Dne 11. 03. 21 v 13:46 Takashi Sakamoto napsal(a):
Hi,
Sorry to be late for reply but I have a bit busy for patchset to test programs of axfer in alsa-utils[1].
On Tue, Mar 09, 2021 at 01:37:26PM +0100, Jaroslav Kysela wrote:
Dne 09. 03. 21 v 1:38 Takashi Sakamoto napsal(a):
On Mon, Mar 08, 2021 at 03:33:46PM +0100, Jaroslav Kysela wrote:
Dne 08. 03. 21 v 13:58 Takashi Sakamoto napsal(a):
My concerns are:
- evaluation of numid field is not covered.
This is not preferable since ALSA control core implementation covers two types of comparison; numid only, and the combination iface, device, subdevice, name, and index fields. If the API is produced for general use cases, it should correctly handle the numid-only case, in my opinion.
My motivation was to allow to use this function for qsort() for example. The numid and full-field comparisons are two very different things.
Yep.

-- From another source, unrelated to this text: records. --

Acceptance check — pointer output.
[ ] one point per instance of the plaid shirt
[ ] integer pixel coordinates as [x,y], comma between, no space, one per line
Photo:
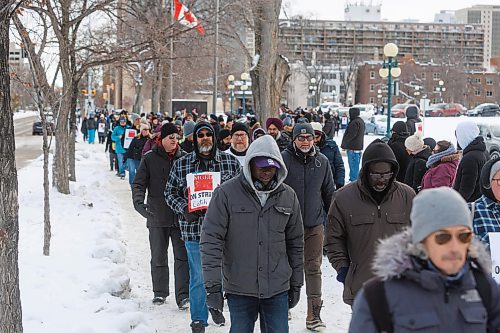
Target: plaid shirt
[176,188]
[486,218]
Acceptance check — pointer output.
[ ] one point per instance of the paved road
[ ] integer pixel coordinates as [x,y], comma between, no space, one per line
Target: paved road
[28,146]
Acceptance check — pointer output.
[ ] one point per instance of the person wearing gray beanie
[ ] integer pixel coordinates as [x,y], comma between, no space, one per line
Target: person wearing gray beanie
[434,265]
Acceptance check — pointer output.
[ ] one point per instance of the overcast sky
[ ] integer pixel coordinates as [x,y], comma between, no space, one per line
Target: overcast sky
[392,10]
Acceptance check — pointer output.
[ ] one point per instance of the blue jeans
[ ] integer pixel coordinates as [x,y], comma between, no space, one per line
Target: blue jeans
[197,294]
[353,159]
[121,165]
[91,134]
[132,165]
[244,310]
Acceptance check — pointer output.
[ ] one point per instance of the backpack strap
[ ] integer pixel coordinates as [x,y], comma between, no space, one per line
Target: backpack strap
[484,289]
[377,302]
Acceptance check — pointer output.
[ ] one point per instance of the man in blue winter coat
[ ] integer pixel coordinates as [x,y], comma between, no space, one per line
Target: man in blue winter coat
[328,147]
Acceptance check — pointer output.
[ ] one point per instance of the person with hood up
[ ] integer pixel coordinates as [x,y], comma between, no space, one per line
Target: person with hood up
[412,118]
[417,166]
[441,166]
[161,221]
[474,156]
[399,133]
[253,232]
[362,212]
[205,158]
[187,129]
[435,276]
[353,142]
[310,175]
[486,209]
[239,142]
[328,147]
[274,127]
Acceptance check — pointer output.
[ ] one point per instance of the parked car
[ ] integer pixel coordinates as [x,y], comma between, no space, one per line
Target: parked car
[485,110]
[399,110]
[37,125]
[491,135]
[445,110]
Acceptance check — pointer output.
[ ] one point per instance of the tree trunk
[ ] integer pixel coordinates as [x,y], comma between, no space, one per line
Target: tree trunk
[272,70]
[10,300]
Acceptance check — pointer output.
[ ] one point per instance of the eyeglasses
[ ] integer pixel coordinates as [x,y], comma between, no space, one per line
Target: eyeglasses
[384,176]
[174,137]
[304,138]
[442,237]
[202,135]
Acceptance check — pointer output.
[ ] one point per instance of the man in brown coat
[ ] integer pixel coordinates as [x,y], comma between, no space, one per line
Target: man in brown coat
[375,206]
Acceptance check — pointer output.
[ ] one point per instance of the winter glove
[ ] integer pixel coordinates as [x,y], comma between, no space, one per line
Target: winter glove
[293,296]
[341,274]
[144,210]
[215,300]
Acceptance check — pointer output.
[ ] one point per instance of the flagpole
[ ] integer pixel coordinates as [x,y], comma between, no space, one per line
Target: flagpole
[170,111]
[216,58]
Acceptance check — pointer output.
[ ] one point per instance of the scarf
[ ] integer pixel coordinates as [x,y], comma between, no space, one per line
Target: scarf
[434,158]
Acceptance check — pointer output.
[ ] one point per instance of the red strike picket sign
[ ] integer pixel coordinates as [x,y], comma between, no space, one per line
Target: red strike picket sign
[200,188]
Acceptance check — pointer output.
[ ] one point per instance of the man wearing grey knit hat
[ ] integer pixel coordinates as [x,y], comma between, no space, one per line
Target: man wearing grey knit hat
[438,265]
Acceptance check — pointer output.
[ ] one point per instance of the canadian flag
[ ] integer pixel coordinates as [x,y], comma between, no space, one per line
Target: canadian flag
[186,18]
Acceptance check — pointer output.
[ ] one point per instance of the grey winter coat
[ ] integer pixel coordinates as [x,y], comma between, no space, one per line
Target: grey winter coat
[417,297]
[256,236]
[310,175]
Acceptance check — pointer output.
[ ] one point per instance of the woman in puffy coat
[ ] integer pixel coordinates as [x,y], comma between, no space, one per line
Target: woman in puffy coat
[442,166]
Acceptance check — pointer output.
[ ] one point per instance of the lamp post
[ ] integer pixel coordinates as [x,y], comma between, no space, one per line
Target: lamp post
[441,88]
[312,90]
[244,77]
[390,70]
[230,86]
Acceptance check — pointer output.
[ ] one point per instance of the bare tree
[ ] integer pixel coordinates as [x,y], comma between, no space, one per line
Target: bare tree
[10,301]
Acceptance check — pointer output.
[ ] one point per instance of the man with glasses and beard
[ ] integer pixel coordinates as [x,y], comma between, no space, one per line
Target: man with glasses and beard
[310,175]
[434,277]
[362,212]
[204,158]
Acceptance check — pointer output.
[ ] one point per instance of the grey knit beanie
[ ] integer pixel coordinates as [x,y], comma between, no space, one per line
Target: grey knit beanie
[435,209]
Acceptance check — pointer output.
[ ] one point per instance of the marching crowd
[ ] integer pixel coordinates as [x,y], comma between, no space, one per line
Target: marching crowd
[407,235]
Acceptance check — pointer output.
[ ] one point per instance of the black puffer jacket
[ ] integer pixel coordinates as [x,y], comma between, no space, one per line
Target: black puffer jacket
[355,132]
[310,175]
[397,144]
[152,175]
[469,170]
[416,169]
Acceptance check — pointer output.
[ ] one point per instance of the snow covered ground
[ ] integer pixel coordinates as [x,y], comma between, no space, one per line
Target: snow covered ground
[97,278]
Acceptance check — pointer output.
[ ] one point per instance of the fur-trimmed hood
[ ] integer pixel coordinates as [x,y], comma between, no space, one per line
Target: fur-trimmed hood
[393,256]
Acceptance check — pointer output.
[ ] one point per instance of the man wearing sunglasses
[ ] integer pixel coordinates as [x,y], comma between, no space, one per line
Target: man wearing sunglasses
[310,175]
[162,223]
[434,277]
[205,158]
[373,207]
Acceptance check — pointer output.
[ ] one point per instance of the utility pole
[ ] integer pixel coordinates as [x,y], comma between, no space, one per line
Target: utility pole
[216,58]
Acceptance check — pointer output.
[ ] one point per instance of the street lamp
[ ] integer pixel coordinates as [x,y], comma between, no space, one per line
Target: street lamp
[312,90]
[441,88]
[230,86]
[389,70]
[244,77]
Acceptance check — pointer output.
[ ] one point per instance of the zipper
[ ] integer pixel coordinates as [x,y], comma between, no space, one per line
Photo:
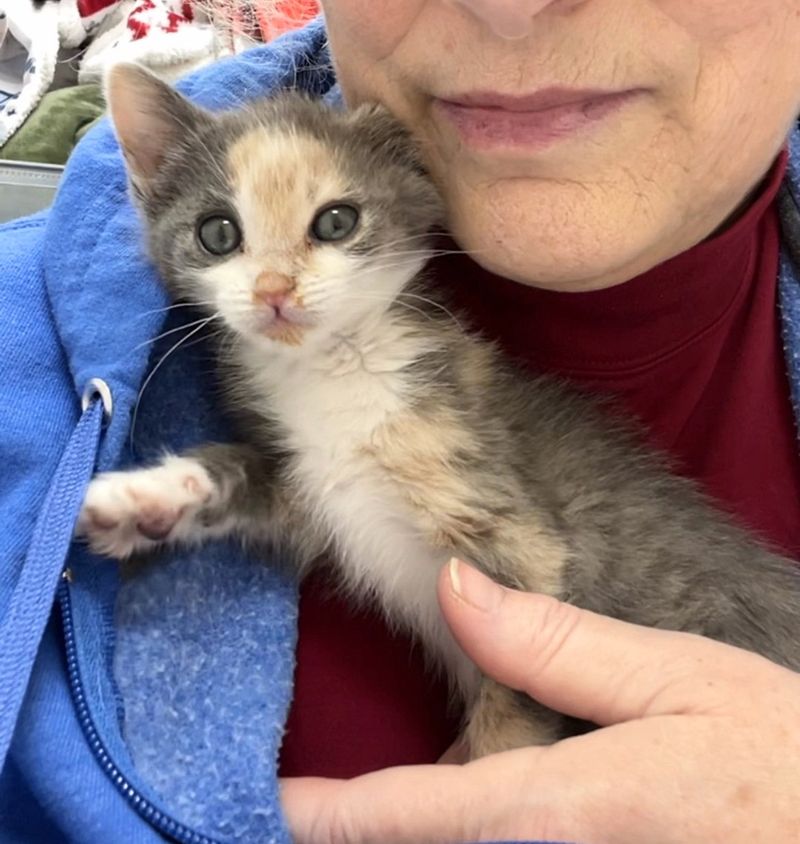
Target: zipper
[155,817]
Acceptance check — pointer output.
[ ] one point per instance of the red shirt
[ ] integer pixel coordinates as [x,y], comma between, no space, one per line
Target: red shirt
[692,348]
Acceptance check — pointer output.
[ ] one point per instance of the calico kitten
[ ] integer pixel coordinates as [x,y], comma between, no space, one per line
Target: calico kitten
[375,428]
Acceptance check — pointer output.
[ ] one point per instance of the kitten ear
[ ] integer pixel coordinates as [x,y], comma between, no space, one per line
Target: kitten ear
[150,118]
[386,134]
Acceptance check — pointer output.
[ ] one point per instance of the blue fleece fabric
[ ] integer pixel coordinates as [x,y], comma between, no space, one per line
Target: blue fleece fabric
[185,668]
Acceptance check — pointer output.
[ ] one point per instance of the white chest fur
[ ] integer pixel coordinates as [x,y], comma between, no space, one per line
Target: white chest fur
[330,407]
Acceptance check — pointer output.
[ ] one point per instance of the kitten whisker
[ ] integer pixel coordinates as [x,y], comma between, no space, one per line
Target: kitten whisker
[155,369]
[170,331]
[171,307]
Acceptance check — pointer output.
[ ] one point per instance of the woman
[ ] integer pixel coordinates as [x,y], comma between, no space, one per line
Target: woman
[615,170]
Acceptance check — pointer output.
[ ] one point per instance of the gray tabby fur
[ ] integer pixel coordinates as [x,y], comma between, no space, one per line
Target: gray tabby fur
[467,456]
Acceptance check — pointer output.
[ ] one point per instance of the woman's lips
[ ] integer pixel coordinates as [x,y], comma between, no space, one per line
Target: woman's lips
[489,121]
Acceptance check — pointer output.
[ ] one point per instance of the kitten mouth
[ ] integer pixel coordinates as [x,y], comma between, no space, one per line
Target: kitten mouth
[284,324]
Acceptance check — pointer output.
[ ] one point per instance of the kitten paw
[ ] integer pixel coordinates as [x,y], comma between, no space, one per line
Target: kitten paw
[127,512]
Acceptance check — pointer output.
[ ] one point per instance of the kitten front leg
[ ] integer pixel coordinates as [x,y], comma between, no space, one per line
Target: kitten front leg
[503,719]
[208,493]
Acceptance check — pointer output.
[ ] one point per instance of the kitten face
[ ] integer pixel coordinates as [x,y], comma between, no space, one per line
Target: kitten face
[290,221]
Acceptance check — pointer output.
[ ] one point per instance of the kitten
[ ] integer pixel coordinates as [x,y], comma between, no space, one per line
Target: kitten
[380,432]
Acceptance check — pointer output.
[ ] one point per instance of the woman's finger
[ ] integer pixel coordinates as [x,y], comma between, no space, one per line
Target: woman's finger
[585,665]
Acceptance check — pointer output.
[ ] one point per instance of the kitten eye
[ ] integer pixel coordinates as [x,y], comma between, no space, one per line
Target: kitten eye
[334,222]
[219,235]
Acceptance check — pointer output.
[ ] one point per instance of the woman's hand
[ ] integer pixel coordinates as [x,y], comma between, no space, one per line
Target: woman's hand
[700,741]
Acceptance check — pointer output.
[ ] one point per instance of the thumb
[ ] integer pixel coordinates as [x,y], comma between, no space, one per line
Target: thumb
[583,664]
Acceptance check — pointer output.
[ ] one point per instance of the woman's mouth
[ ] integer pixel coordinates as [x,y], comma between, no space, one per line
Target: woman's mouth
[491,121]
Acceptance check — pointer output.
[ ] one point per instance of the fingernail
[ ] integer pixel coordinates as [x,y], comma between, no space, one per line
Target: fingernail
[474,588]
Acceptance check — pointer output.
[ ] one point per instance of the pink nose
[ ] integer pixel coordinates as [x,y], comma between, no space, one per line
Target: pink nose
[273,289]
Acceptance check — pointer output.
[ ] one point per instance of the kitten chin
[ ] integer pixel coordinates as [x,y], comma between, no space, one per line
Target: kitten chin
[391,439]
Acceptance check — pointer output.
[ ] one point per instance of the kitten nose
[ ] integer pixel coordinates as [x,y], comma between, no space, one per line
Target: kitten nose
[273,289]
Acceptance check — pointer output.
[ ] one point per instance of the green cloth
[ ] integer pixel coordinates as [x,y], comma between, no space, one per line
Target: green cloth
[56,125]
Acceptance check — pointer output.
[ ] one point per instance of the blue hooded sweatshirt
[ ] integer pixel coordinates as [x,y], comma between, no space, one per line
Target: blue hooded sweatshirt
[156,704]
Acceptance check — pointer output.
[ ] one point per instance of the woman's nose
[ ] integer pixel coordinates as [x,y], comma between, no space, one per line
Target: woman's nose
[510,18]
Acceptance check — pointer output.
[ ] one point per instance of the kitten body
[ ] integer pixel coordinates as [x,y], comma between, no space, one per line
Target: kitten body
[377,430]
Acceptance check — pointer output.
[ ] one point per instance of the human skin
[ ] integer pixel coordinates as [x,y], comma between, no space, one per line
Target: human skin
[721,87]
[699,741]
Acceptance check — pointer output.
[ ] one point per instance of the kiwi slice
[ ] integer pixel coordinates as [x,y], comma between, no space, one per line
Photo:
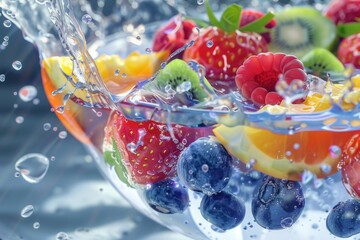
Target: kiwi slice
[321,61]
[184,80]
[299,30]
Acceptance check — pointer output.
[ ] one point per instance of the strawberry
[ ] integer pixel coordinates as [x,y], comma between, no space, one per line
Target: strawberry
[222,47]
[349,51]
[343,11]
[173,35]
[350,166]
[149,152]
[250,15]
[258,76]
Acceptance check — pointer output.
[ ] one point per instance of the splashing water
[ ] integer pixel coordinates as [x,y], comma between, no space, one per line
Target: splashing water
[32,167]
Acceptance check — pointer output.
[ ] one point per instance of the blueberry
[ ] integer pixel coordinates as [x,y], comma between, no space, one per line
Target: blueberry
[167,196]
[344,219]
[205,166]
[276,203]
[222,210]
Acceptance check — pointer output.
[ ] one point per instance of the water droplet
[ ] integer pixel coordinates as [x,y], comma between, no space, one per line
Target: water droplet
[36,225]
[148,50]
[27,211]
[205,168]
[334,151]
[19,120]
[27,93]
[86,19]
[32,167]
[209,43]
[287,222]
[7,23]
[62,134]
[325,168]
[62,236]
[47,126]
[17,65]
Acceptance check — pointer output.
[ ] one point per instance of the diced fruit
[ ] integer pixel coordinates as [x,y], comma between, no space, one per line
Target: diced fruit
[148,150]
[167,197]
[223,210]
[277,204]
[350,166]
[259,74]
[182,80]
[281,155]
[300,29]
[343,11]
[222,48]
[173,35]
[205,166]
[344,219]
[251,15]
[349,50]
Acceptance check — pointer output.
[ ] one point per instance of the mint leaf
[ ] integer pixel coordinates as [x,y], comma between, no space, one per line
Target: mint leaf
[258,26]
[114,158]
[212,19]
[345,30]
[230,19]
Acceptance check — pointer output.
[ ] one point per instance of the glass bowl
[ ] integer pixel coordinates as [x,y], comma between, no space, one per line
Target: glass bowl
[222,169]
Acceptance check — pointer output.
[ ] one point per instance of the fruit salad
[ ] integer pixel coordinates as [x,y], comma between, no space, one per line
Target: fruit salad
[239,113]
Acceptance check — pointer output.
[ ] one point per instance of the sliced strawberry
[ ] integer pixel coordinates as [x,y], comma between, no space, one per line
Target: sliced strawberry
[349,51]
[343,11]
[350,166]
[258,75]
[149,152]
[250,15]
[173,35]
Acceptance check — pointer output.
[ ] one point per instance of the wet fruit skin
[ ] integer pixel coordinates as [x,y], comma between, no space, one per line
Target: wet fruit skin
[205,166]
[349,50]
[344,219]
[222,210]
[277,201]
[167,197]
[350,166]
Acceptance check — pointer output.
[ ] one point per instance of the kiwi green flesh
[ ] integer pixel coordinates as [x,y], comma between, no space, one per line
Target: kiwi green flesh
[320,61]
[178,71]
[299,30]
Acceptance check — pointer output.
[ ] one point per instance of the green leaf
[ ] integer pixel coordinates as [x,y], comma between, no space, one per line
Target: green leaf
[258,26]
[345,30]
[114,158]
[230,19]
[212,19]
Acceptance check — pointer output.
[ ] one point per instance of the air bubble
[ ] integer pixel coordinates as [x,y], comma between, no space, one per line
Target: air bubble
[27,211]
[7,23]
[47,126]
[19,120]
[17,65]
[32,167]
[27,93]
[86,19]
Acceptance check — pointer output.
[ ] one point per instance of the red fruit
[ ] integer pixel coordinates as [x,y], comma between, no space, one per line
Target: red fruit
[173,35]
[221,53]
[149,153]
[350,166]
[250,15]
[349,50]
[343,11]
[258,75]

I easily associated sort implementation in hcontrol API or simple mixer API from your implementation
However, the new API is a part of control API and it just achieves things without any supplemental information given from userspace implementation.
It's not required, if documented. Nobody forces to use this function in the app code.
For the above comparison API, as I described, it's not appropriate. ID structure for control element is not comparable, thus it should be dropped or replaced with equality function such as 'snd_ctl_elem_id_equal()'.
I don't require the numid match at this point. The numid is not known or may change for the id entered by the user. So I need to forcefully ignore it.
If we need a function which follow numid + full id comparison, then we can introduce it. I agree that it should return only a boolean return value in this case.
When you need any sorting algorithms, it should be implemented in application side or alsa-lib API in the other layer such as hcontrol and simple mixer since control API should follow to specification of ALSA control written in kernel land.
I don't follow your arguments here. The numid and full field comparisons are two different things. The caller must know things behind the scene. The snd_ctl_elem_id_compare() function may be used as a quick backend for the full field comparisons with the optimized execution (reduce app -> library calls).
The enums conversion to integers: I think that we're safe here. The interface enum numbers cannot change and we know the range (and the order), so it's safe.
Lastly, the qsort() with snd_ctl_id_compare() as an argument will produce a consistent, understandable result, right?
Hm. I believe that you agree with the fact that we can make various algorithms to compare a pair of IDs for control elements. When focusing on fields except for numid, we can make the other algorithms against your implementation, since the ID structure is compound one. Each of the algorithms can return different result.
Here, I'd like to shift the discussion to the name of new API. Although it has the most common name, 'snd_ctl_id_compare', it just has one of comparison algorithms. I have a concern that the name can gives wrong idea to users that the ID structure for control element had design to be able to be compared by itself and it would just be a single comparison algorithm.
I suggest to rename the new API to express that it implements one of comparison algorithm. In a case of numid comparison, it would be 'snd_ctl_id_compare_by_numid()'. For your case, 'snd_ctl_id_compare_by_name_arithmetic' or something suitable.
Perhaps, we can add a third argument defining the sorting algorithm, so we don't bloat the symbol tables so much when we add a new sorting type (enum). It would mean that the function cannot be used as a direct argument to qsort(), but I think that the apps add usually an extra code to own callback depending on containers, anyway. Is it more appropriate for you?